The Skokie story comes to mind because it represents one of those moral dilemmas we occasionally face when a fundamental freedom issue is at stake. In the case of Skokie, the issue was Freedom of Speech. However despicable the Nazis were, the courts ruled that as long as they complied with reasonable local ordinances and were non-violent, they had the right to march.

I feel a somewhat similar dilemma over the Freedom of the Press issue that arises in the case of conservative columnist Robert Novak. A year ago, Novak, quoting senior administration officials, disclosed the identity of an under-cover CIA officer. For decades, Novak has been the darling of Washington hard liners. In this case, he was doing the hatchet work for those in the Bush administration who were angry with the covert agent’s husband, Ambassador Joseph Wilson, who had just written that President Bush had used discredited intelligence when he claimed that Iraq had sought uranium in Africa.

However, revealing an agent’s identity is a felony, so for months there’s been a criminal investigation as to who leaked the agent’s name to Novak. A grand jury has subpoenaed several reporters including Matthew Cooper of Time Magazine who had published a story similar to Novaks. Cooper has refused to reveal his sources and a Federal District judge has ordered that he be jailed and that Time Magazine pay a fine of $1000 a day. Both penalties are suspended while the decision is appealed.

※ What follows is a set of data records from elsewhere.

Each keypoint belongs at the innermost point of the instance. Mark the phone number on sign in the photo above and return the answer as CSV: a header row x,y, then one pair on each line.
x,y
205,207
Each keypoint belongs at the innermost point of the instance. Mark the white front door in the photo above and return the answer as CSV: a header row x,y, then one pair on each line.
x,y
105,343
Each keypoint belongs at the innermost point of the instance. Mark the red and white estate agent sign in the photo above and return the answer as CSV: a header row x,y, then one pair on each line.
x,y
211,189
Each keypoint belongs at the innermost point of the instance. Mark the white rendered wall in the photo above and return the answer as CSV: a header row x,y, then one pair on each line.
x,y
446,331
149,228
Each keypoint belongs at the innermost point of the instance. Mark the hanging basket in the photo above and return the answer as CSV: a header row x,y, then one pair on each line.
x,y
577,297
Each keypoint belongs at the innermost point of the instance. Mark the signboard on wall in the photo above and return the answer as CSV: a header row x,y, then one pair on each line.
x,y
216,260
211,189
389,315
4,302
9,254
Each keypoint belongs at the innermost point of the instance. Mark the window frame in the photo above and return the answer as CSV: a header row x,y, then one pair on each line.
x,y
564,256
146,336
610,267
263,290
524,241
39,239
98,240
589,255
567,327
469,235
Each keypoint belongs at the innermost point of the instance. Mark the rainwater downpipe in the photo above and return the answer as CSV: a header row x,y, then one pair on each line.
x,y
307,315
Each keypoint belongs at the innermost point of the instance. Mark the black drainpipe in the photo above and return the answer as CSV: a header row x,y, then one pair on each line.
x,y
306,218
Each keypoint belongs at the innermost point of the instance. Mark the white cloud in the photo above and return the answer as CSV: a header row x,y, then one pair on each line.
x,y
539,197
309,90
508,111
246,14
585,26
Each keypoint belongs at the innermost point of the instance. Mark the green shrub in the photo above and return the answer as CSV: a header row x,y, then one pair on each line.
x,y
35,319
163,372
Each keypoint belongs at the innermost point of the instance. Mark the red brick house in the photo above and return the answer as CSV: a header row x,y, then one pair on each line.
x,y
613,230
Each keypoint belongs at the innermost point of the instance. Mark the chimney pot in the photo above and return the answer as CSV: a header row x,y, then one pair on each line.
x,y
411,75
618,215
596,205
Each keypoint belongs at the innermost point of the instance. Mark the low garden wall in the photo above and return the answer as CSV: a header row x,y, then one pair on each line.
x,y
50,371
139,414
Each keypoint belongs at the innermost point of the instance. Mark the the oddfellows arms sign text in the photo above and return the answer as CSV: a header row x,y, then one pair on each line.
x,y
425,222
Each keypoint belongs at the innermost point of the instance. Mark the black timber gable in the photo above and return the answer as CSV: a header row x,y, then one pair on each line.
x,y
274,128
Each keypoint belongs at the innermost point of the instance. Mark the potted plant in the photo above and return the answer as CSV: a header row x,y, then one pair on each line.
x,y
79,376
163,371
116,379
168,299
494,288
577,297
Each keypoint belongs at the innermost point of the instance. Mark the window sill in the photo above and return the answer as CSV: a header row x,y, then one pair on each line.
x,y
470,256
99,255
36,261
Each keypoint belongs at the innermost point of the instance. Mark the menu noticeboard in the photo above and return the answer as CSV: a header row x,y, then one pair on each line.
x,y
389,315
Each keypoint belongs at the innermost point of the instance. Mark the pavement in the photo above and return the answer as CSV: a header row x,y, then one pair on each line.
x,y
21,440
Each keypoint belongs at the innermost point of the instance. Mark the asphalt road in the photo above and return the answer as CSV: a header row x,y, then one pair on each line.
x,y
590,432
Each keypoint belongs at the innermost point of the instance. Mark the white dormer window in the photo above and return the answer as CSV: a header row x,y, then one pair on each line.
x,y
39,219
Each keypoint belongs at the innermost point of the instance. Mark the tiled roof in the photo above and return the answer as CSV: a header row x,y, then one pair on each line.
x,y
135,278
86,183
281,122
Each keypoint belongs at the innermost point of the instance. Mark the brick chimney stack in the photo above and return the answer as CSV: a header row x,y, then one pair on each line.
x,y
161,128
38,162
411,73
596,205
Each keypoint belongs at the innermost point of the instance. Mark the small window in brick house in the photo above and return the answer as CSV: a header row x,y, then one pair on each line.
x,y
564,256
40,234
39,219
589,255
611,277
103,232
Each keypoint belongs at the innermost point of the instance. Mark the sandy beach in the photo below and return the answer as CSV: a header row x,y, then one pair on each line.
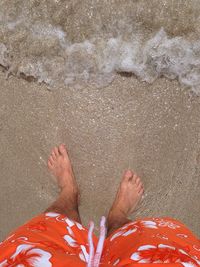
x,y
151,129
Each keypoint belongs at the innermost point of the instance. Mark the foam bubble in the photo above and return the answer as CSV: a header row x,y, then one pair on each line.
x,y
47,55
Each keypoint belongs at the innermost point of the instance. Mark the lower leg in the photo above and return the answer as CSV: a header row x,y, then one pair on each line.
x,y
129,194
67,201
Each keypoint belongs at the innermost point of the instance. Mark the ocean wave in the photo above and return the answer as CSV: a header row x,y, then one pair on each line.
x,y
54,60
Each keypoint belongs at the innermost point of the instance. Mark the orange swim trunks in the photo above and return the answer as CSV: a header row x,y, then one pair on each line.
x,y
52,239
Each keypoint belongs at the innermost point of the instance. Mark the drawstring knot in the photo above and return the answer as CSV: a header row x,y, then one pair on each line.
x,y
95,256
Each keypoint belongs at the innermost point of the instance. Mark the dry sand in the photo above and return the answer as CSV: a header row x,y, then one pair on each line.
x,y
152,129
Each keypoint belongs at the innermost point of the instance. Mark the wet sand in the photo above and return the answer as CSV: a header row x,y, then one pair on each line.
x,y
152,129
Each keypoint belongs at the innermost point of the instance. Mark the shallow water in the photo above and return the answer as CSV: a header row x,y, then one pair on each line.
x,y
79,42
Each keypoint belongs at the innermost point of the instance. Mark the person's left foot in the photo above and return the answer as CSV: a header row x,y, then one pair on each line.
x,y
60,165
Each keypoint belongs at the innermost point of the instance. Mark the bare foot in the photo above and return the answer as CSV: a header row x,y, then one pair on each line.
x,y
129,194
60,165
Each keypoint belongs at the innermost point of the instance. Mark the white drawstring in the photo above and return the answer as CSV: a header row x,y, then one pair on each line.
x,y
95,258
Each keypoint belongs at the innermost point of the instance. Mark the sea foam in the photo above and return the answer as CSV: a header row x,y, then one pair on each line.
x,y
51,58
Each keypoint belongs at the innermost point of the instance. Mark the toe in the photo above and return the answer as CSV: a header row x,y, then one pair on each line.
x,y
51,159
134,178
128,175
56,152
62,150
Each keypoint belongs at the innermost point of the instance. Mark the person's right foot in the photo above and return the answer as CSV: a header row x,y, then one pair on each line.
x,y
129,194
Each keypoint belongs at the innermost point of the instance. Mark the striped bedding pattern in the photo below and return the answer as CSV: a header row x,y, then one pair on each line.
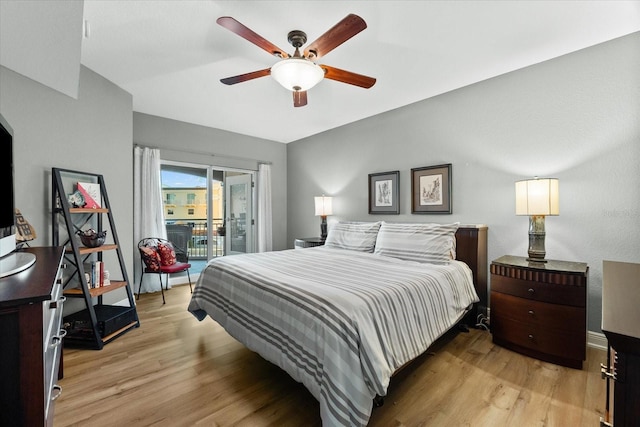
x,y
338,321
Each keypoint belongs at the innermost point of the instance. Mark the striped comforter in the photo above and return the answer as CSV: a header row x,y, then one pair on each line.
x,y
338,321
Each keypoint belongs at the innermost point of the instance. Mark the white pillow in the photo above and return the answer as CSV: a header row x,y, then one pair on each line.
x,y
356,236
432,243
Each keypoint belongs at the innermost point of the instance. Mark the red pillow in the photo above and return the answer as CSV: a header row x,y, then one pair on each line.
x,y
151,258
167,254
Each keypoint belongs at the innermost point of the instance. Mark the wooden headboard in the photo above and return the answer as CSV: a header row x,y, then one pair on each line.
x,y
471,248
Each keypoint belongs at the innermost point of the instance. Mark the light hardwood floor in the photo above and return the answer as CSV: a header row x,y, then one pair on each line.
x,y
176,371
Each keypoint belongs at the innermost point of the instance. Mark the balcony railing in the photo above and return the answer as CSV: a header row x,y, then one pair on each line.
x,y
197,242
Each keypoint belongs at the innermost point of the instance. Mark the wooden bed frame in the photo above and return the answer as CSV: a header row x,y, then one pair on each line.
x,y
471,248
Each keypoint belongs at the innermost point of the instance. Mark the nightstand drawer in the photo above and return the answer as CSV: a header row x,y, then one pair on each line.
x,y
540,340
538,314
574,295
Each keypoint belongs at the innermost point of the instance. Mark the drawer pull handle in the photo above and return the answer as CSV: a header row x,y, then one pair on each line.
x,y
57,340
56,392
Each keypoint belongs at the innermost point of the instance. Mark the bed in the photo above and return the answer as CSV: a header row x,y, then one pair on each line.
x,y
343,317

Although doctors and lawyers have a traditional privilege of confidentiality with their patients or clients, journalists have no such right. A 1972 Supreme Court decision did recognize that a reporter’s work is entitled to a degree of protection under the constitution. But if the government decides the reporter has information central to a criminal case that cannot be obtained any other way, then it can compel the reporter to testify or go to jail

While I find neither Novak nor his sources sympathetic – that doesn’t change the principle at stake. If we wish to have a functioning democracy- we need a free press. And a free press, in order to function effectively, must be able to keep its sources confidential. As a reporter in Washington and abroad for more than thirty years, I know I would not have been nearly as productive if I had
not had sources who trusted me to keep their identities secret. That is true for all good reporters. So allowing journalists to keep their sources confidential, is not a privilege for the news media. It is a protection a free society needs to remain free.

This is Barrie Dunsmore.

Barrie Dunsmore is a veteran diplomatic and foreign correspondent for ABC News, now living in Charlotte.